Community Banks Demand Congress Kill ‘Backdoor’ Stablecoin Yields Before Jan 15 Markup
Ahead of the Jan 15 Senate markup, community bankers warn of a $6.6T deposit flight loopole in the GENIUS Act, while JPMorgan analysts dismiss the threat as exaggerated.
The uneasy truce between traditional lenders and the crypto sector fractured this week. Ahead of the critical Jan. 15 Senate markup on market structure, the American Bankers Association’s (ABA) Community Bankers Council fired a warning shot: close the "yield loophole" in the GENIUS Act, or watch $6.6 trillion in deposits exit the banking system.
The "GENIUS" Loophole
At the heart of the dispute is the Guiding and Establishing National Innovation for U.S. Stablecoins Act (GENIUS Act), signed in July 2025. While the law explicitly bans stablecoin issuers (like Circle or Paxos) from paying interest, it remains silent on third-party exchanges. Community bankers argue this regulatory gap allows platforms to offer "rewards" that function as de facto interest, siphoning capital away from insured deposits.

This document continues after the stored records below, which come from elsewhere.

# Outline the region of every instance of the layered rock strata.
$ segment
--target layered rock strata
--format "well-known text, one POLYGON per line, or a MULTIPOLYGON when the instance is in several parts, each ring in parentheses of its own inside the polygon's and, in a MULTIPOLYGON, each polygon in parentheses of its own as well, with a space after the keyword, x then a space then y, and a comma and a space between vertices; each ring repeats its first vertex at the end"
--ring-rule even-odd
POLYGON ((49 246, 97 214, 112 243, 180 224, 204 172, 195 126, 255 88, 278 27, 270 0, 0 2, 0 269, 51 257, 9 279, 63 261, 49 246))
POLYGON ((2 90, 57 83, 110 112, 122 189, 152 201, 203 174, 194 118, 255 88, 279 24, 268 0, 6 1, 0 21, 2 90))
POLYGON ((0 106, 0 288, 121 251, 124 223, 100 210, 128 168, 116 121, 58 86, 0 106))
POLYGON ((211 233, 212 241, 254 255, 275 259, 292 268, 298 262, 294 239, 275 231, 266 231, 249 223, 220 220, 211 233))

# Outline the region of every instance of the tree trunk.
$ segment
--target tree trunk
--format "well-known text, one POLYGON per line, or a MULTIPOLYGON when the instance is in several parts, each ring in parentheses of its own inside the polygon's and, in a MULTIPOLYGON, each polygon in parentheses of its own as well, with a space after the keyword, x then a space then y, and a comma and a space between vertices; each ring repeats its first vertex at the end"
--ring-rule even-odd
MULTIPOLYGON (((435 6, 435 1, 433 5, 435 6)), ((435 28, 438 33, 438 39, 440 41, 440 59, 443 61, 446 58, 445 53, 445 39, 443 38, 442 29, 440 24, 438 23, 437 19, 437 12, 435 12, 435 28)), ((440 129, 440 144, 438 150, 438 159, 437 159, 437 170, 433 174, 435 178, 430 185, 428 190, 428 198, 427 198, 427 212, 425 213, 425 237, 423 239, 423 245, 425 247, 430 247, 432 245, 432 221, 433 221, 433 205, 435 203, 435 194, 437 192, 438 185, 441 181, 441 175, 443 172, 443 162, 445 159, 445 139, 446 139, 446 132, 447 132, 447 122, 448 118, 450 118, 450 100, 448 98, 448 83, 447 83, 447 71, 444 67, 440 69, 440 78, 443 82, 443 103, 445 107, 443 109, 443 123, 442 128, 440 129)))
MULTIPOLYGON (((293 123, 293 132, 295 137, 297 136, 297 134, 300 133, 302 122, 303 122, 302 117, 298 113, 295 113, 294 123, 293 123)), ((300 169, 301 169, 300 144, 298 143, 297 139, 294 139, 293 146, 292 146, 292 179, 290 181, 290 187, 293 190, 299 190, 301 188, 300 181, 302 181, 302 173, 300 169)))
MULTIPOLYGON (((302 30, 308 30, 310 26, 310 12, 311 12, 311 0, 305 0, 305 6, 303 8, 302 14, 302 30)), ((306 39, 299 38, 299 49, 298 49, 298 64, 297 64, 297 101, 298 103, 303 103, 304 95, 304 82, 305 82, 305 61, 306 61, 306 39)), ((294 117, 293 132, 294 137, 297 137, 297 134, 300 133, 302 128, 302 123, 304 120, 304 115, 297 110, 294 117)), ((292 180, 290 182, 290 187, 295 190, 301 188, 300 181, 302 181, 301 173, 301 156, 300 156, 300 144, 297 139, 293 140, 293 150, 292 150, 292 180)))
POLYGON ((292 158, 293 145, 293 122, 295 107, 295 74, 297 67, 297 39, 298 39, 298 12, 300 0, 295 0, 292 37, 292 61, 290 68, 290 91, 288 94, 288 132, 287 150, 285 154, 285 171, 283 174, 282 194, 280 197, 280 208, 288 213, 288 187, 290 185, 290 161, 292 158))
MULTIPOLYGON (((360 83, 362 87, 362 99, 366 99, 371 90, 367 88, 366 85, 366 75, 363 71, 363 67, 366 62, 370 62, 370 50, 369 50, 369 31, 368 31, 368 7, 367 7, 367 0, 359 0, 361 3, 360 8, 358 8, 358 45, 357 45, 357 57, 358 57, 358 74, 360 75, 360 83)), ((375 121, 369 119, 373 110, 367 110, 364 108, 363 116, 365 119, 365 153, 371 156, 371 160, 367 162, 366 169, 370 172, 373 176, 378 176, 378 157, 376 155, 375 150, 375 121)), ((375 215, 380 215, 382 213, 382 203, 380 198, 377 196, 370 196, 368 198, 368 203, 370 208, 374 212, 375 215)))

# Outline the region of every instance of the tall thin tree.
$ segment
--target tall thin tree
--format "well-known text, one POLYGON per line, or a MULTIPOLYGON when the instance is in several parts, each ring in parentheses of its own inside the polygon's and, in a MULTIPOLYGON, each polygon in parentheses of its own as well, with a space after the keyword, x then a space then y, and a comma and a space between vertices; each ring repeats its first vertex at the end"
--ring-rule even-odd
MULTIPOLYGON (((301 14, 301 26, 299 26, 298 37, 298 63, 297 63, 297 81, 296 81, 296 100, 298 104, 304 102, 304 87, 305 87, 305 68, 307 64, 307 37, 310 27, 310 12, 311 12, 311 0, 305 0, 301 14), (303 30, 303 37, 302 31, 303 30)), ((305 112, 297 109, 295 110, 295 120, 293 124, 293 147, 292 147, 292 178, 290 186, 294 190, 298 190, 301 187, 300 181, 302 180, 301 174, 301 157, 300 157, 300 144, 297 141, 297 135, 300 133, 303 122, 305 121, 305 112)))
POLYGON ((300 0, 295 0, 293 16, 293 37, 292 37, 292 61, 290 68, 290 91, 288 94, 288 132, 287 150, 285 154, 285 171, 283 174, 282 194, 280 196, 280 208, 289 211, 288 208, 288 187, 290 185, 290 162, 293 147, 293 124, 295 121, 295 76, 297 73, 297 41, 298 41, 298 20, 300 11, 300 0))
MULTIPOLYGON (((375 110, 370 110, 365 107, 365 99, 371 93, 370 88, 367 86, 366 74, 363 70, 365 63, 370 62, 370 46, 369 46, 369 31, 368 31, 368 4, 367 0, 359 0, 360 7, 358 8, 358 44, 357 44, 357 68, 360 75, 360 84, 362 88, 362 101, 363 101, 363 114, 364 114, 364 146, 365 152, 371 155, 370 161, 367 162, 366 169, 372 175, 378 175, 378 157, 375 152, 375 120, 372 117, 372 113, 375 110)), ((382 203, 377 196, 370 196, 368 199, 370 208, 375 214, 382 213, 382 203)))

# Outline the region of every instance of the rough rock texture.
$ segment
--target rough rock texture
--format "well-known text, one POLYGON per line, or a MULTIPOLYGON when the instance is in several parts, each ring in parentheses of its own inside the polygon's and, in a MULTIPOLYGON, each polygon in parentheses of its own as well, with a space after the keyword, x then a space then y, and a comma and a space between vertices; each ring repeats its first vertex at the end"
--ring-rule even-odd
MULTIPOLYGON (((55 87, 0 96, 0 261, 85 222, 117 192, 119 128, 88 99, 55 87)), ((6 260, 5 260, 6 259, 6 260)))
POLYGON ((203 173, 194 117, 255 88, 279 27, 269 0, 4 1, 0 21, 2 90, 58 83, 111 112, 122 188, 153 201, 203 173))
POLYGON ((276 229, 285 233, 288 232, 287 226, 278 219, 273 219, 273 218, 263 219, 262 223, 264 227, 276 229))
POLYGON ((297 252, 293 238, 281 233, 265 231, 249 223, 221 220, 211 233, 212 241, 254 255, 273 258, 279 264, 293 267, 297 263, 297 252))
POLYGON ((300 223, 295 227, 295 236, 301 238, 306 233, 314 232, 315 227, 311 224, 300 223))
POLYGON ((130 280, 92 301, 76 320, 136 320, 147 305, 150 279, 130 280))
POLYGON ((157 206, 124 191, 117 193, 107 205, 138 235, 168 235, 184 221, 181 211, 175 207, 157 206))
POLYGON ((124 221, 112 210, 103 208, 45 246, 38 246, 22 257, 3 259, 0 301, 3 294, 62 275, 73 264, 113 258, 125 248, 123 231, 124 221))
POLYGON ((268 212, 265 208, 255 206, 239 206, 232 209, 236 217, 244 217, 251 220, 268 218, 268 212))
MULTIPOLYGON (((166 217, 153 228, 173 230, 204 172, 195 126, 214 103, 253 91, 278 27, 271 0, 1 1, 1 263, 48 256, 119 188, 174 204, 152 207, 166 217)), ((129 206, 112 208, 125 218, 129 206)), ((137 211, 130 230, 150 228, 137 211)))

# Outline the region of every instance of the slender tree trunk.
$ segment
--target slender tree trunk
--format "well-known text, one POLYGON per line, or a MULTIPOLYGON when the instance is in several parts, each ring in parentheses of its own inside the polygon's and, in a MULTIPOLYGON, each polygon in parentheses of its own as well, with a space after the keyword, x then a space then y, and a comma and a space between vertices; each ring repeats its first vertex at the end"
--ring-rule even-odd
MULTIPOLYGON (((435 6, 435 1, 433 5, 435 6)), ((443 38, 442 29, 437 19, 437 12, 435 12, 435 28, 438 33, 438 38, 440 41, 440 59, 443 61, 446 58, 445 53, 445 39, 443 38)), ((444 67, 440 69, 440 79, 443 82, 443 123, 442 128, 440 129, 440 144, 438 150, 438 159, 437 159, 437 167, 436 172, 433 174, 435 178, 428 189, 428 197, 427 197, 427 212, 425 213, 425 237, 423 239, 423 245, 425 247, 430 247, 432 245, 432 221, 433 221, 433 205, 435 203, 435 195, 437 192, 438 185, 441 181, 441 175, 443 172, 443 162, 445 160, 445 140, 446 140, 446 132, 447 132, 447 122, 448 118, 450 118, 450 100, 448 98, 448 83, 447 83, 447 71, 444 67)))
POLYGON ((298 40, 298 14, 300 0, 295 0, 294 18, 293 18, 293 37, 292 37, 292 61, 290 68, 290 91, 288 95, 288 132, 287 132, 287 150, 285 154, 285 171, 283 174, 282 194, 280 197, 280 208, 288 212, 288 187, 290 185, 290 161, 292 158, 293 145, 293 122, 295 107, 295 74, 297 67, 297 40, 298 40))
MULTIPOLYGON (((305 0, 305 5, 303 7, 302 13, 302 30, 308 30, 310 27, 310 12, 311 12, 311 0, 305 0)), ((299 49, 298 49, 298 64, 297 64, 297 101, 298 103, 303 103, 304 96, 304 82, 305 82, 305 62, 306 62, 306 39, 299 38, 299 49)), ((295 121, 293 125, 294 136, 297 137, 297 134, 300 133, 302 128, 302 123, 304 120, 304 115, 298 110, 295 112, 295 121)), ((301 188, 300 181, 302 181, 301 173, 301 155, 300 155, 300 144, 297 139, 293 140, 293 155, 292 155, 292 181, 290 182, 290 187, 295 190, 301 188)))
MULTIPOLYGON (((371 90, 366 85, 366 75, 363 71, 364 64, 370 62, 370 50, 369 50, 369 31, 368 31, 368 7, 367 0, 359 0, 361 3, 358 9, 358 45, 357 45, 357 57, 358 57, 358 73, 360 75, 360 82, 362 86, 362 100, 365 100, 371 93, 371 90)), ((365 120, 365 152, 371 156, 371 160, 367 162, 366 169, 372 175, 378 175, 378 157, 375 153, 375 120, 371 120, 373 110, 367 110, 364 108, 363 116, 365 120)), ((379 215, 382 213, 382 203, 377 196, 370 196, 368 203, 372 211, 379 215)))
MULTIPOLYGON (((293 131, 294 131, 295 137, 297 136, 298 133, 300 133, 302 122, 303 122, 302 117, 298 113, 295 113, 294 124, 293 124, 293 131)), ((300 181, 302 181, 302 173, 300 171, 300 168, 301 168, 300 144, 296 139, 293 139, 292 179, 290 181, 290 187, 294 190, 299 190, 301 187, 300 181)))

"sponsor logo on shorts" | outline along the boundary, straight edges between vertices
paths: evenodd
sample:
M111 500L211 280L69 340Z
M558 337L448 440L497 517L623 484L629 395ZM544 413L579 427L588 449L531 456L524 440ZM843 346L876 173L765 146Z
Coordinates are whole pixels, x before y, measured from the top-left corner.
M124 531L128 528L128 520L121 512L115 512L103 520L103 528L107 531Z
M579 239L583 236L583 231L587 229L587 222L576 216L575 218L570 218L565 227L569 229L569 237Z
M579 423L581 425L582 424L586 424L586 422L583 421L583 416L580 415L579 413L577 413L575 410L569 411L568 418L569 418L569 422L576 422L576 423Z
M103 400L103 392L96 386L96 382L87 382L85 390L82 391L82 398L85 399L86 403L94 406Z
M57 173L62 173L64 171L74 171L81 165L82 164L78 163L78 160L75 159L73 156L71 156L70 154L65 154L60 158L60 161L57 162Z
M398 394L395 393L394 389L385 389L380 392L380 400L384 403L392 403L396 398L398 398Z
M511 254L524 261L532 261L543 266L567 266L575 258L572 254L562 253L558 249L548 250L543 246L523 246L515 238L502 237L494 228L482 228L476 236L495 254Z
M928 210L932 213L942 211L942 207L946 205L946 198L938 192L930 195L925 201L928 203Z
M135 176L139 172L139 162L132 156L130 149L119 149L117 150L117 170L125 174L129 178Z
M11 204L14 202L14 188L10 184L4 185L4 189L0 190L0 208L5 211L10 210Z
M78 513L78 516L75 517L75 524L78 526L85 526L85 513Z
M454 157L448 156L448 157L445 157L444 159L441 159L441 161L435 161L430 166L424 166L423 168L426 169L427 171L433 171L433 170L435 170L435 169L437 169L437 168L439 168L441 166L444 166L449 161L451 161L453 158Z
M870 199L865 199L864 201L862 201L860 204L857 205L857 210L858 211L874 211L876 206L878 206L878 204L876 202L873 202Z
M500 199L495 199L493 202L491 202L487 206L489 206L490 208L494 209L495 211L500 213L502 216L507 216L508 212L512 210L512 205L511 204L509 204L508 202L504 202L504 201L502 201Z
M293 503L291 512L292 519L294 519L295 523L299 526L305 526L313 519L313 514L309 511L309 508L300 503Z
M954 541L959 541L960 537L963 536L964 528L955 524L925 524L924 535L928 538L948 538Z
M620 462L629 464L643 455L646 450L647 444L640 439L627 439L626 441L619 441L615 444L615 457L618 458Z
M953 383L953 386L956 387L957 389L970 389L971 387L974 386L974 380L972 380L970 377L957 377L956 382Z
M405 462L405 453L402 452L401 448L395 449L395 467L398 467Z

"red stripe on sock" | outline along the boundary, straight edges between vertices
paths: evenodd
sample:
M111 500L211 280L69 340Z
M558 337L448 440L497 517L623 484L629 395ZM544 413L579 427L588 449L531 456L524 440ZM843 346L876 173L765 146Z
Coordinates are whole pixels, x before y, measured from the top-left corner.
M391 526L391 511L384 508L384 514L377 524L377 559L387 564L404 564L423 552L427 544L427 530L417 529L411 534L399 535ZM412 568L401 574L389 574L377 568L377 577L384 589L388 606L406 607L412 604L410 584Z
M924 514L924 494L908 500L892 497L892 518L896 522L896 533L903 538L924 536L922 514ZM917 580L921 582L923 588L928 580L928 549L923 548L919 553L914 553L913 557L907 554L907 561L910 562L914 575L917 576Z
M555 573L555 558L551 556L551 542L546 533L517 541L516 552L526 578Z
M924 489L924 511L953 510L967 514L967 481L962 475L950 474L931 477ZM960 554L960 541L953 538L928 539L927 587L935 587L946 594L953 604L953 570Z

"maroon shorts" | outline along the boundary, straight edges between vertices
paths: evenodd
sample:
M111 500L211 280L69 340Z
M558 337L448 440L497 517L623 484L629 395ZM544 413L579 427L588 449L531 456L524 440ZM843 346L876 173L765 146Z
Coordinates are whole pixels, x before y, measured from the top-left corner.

"Allowing inducements like interest or rewards on stablecoins could incentivize customers to move savings out of banks, jeopardizing the lending that fuels growth in towns across America.". This statement was issued in the ABA Community Bankers Council Letter to Senate
The ABA’s ultimatum is clear: extend the interest ban to all affiliates and partners, or risk a liquidity crunch for local mortgages and small business loans.
JPMorgan: The Bearish Counter-Narrative
While community lenders forecast a $6.6 trillion exodus, citing a 2025 Treasury report, institutional analysts are calling their bluff. JPMorgan research released this week downplayed the existential threat, projecting the total stablecoin market will likely cap between $500 billion and $600 billion by 2028.
The discrepancy reveals a sharp divide in risk assessment. For JPMorgan, stablecoins remain a transactional utility, comprising barely 7% of the crypto ecosystem. For community banks, they are an unregulated high-yield savings account competitor threatening their low-cost funding base.
The Jan. 15 Showdown
The Senate Banking and Agriculture Committees are set to mark up market structure legislation on Jan. 15. This session will determine if the GENIUS Act’s protections are tightened or if the "yield workaround" becomes a permanent fixture of the U.S. financial architecture. With over 200 bank leaders now on record opposing the current framework, the window for a legislative fix is closing rapidly.